How to Convert List to DataFrame in Python?
  1. 2) Using a list with index & column names. We can create the data frame by giving the name to the column and indexing the rows. ...
  2. 3) Using zip() function. ...
  3. 4) Creating from the multi-dimensional list. ...
  4. 5) Using multi-dimensional list with column name. ...
  5. 6) Using a list in the dictionary.
Apr 18, 2023

What are the two main steps for creating a dataset? ›

The process of creating a dataset involves three important steps:
  • Data Acquisition.
  • Data Cleaning.
  • Data Labeling.
Feb 10, 2021

What makes a good dataset? ›

A good data set is one that has either well-labeled fields and members or a data dictionary so you can relabel the data yourself. Think of Superstore—it's immediately obvious what the fields and their values are, such as Category and its members Technology, Furniture, and Office Supplies.

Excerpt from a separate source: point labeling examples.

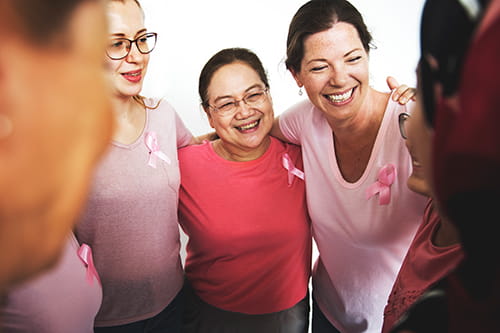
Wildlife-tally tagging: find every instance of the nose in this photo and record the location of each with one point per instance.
(338, 76)
(242, 109)
(133, 53)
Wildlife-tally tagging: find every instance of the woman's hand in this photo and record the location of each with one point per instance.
(403, 93)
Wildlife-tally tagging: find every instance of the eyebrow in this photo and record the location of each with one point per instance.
(246, 91)
(122, 35)
(325, 60)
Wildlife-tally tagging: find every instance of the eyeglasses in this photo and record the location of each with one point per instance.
(403, 117)
(228, 106)
(119, 48)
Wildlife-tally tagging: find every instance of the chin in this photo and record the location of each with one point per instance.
(418, 185)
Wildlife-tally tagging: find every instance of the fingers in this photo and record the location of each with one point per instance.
(392, 82)
(402, 93)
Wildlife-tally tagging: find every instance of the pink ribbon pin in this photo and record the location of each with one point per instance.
(154, 150)
(382, 186)
(292, 170)
(85, 254)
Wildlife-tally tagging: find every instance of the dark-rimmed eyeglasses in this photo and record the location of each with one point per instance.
(228, 106)
(403, 117)
(119, 48)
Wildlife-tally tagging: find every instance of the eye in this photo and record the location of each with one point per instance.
(226, 106)
(143, 39)
(254, 97)
(318, 68)
(116, 43)
(354, 59)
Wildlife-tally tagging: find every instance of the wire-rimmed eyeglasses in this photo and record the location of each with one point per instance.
(119, 48)
(403, 117)
(228, 105)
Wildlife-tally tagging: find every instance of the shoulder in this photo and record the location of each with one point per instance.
(299, 109)
(194, 150)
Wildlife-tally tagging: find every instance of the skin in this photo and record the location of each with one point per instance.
(57, 100)
(235, 143)
(334, 73)
(126, 20)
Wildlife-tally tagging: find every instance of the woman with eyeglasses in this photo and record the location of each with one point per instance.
(242, 204)
(130, 220)
(435, 250)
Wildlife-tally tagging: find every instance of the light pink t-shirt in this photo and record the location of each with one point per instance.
(131, 221)
(249, 248)
(361, 243)
(62, 300)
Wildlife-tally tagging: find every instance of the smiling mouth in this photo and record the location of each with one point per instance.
(340, 98)
(249, 126)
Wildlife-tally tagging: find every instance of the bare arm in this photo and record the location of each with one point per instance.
(276, 131)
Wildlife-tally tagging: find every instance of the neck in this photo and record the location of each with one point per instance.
(130, 119)
(231, 153)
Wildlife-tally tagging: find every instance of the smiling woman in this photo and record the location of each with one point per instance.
(262, 27)
(248, 226)
(130, 218)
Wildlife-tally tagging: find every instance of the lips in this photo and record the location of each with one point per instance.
(341, 98)
(248, 126)
(133, 76)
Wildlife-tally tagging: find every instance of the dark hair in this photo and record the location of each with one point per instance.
(226, 57)
(317, 16)
(42, 21)
(445, 34)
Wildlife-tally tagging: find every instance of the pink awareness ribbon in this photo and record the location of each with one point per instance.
(85, 254)
(292, 170)
(154, 150)
(382, 186)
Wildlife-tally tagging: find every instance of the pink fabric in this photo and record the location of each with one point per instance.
(249, 247)
(424, 265)
(131, 223)
(60, 300)
(85, 254)
(382, 186)
(361, 243)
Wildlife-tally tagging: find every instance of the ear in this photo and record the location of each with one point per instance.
(209, 116)
(296, 77)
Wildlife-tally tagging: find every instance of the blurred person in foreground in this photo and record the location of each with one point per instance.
(461, 103)
(55, 122)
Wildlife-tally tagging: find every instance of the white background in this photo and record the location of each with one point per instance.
(190, 32)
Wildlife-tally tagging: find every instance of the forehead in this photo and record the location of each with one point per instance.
(125, 18)
(233, 79)
(342, 37)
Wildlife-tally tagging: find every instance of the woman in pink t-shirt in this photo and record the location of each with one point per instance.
(130, 219)
(242, 204)
(355, 163)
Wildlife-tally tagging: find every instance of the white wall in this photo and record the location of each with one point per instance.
(190, 32)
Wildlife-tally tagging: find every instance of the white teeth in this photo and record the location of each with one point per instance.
(340, 98)
(249, 126)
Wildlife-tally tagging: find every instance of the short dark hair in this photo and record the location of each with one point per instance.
(316, 16)
(225, 57)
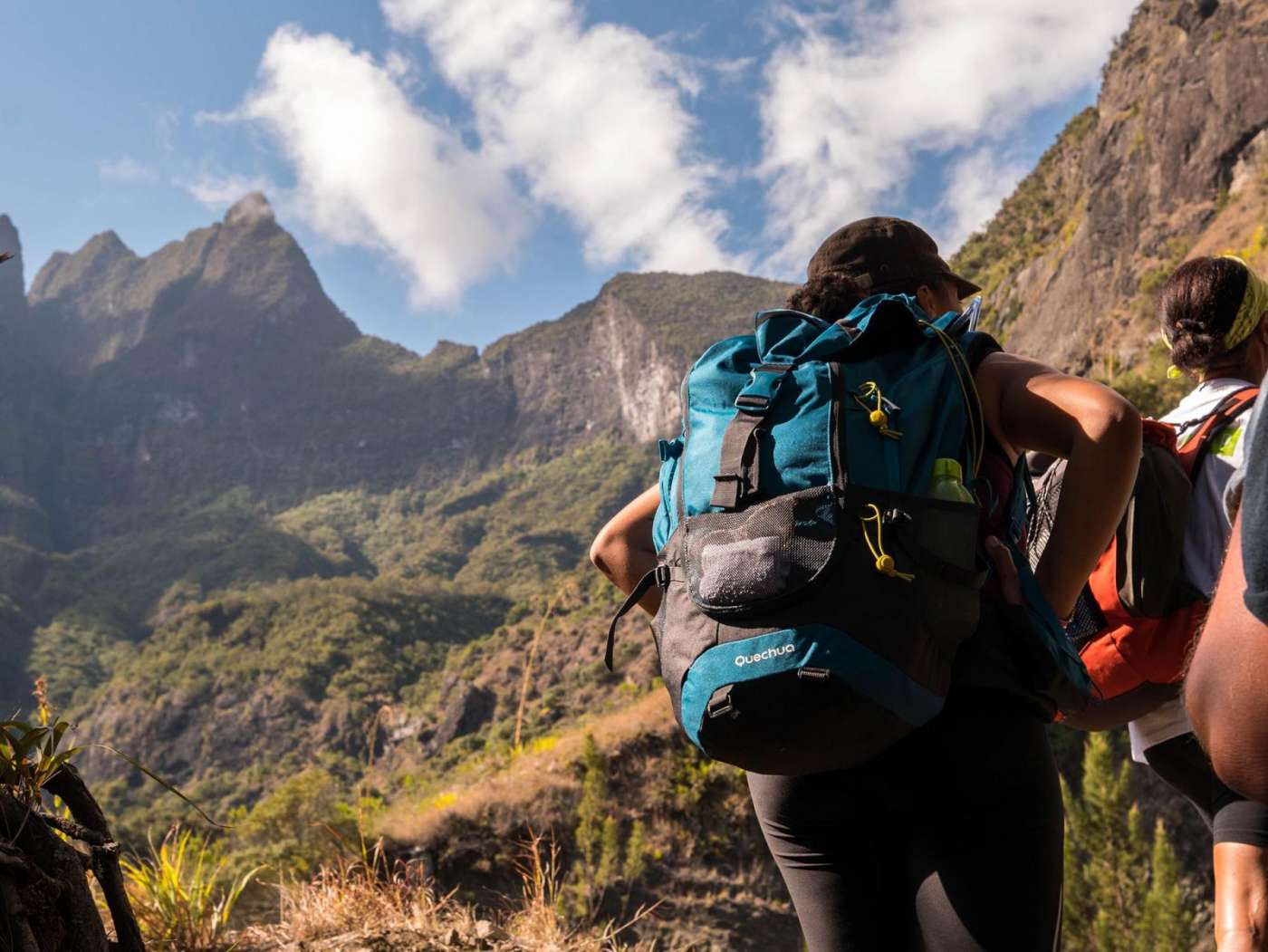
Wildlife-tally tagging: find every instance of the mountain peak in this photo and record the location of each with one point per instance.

How do I create a set in pandas Python? ›

We can create a set from a series of pandas by using set() , Series. unique() function. The set object is used to store multiple items which are heterogeneous. Just like a list, tuple, and dictionary, the set is another built-in data type in python which is used to store elements without duplicates.

How is a data type created in Python? ›

The set is created by using a built-in function set(), or a sequence of elements is passed in the curly braces and separated by the comma. It can contain various types of values. Consider the following example.

How does set () work in Python? ›

The set() function is used to create a set in python. The set in python takes one parameter. It is an optional parameter that contains values to be inserted into the set. The values in the parameter should be a b (string, tuple) or collection(set, dictionary), or an iterator object.


Top Articles
Latest Posts
Article information

Author: Ray Christiansen

Last Updated: 16/08/2023

Views: 5605

Rating: 4.9 / 5 (69 voted)

Reviews: 92% of readers found this page helpful

Author information

Name: Ray Christiansen

Birthday: 1998-05-04

Address: Apt. 814 34339 Sauer Islands, Hirtheville, GA 02446-8771

Phone: +337636892828

Job: Lead Hospitality Designer

Hobby: Urban exploration, Tai chi, Lockpicking, Fashion, Gunsmithing, Pottery, Geocaching

Introduction: My name is Ray Christiansen, I am a fair, good, cute, gentle, vast, glamorous, excited person who loves writing and wants to share my knowledge and understanding with you.